Japan currently buys commercial satellite photos from the US and France.

North Korea's launch of a Taepodong-1 ballistic missile over Japan... served as a wake-up call.

"It really shocked the Japanese. They realised that they've got to wake up and not be 100% reliant on the US," Victor Cha, professor of government and Asian studies at Washington DC's Georgetown University told BBC News Online.

Mr (Shuichiro) Yamanouchi (president of Japan's National Space Development Agency (Nasda)) admitted earlier this month: "It's a kind of technological independence. Information independence.

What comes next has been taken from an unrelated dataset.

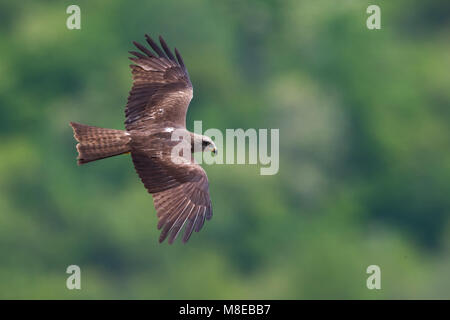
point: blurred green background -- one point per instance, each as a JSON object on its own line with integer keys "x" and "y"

For the Japanese it's very important."

The quality of the pictures they will produce is said to be inferior to that already bought from Japan by the US.



North Korea has strongly protested against Japan's plans to launch the satellites, arguing that this is a sign of the country's growing militarism.

Japanese intelligence has indicated that North Korea may respond with a ballistic missile test.




Let's restate that:

Japan is so concerned the US will not pass along vital satellite intelligence that it is willing to risk a North Korean missile launch... for the sake of inferior pictures.

But pictures which will be all theirs.

What a vote of confidence in their trust of us (and US), eh?
libertango: (Default)
The New York Times has an article where Rumsfeld tries the Reagan Defense -- he can't recall making any statements he has made -- and tries strenuously to hand off the war planning process to Gen. Tommy Franks. So, when the going gets tough, the tough blame their subordinates. (I hope he's just as calm about this when Jorge does the same thing to him.)

But, down at the end of the article, we find this:

Mr. Rumsfeld said that he was not concerned that the United States had yet to find any weapons of mass destruction. He said most of such weapons are believed to be at sites closer to Baghdad, and troops had not yet reached them.

Mind you, this is the same Administration that, until two weeks ago, was saying the weapons were so widely dispersed across the whole territory of Iraq that the UN inspectors could never find them. Now, ever so conveniently, the weapons are concentrated in Baghdad... Where they couldn't have been used for the last 12 years against either the Kurds or the Iranians, or our own troops, no, nowhere as operationally useful as that...

Snark hunt. Soon to be a boojum.
libertango: (Default)
From InstaPundit comes this article from the Baltimore Sun. Lead paragraphs:

BEIJING - For three straight days in recent weeks, something remarkable happened to the oil pipeline running through northeast China to North Korea - the oil stopped flowing, according to diplomatic sources, temporarily cutting off a vital lifeline for North Korea.

The pipeline shutdown, officially ascribed to a technical problem, followed an unusually blunt message delivered by China to its longtime ally in a high-level meeting in Beijing last month, the sources said. Stop your provocations about the possible development of nuclear weapons, China warned its neighbor, or face Chinese support for economic sanctions against the regime.


Good to see someone's willing to face the North Koreans, given the reaction of the Cowardly Lion.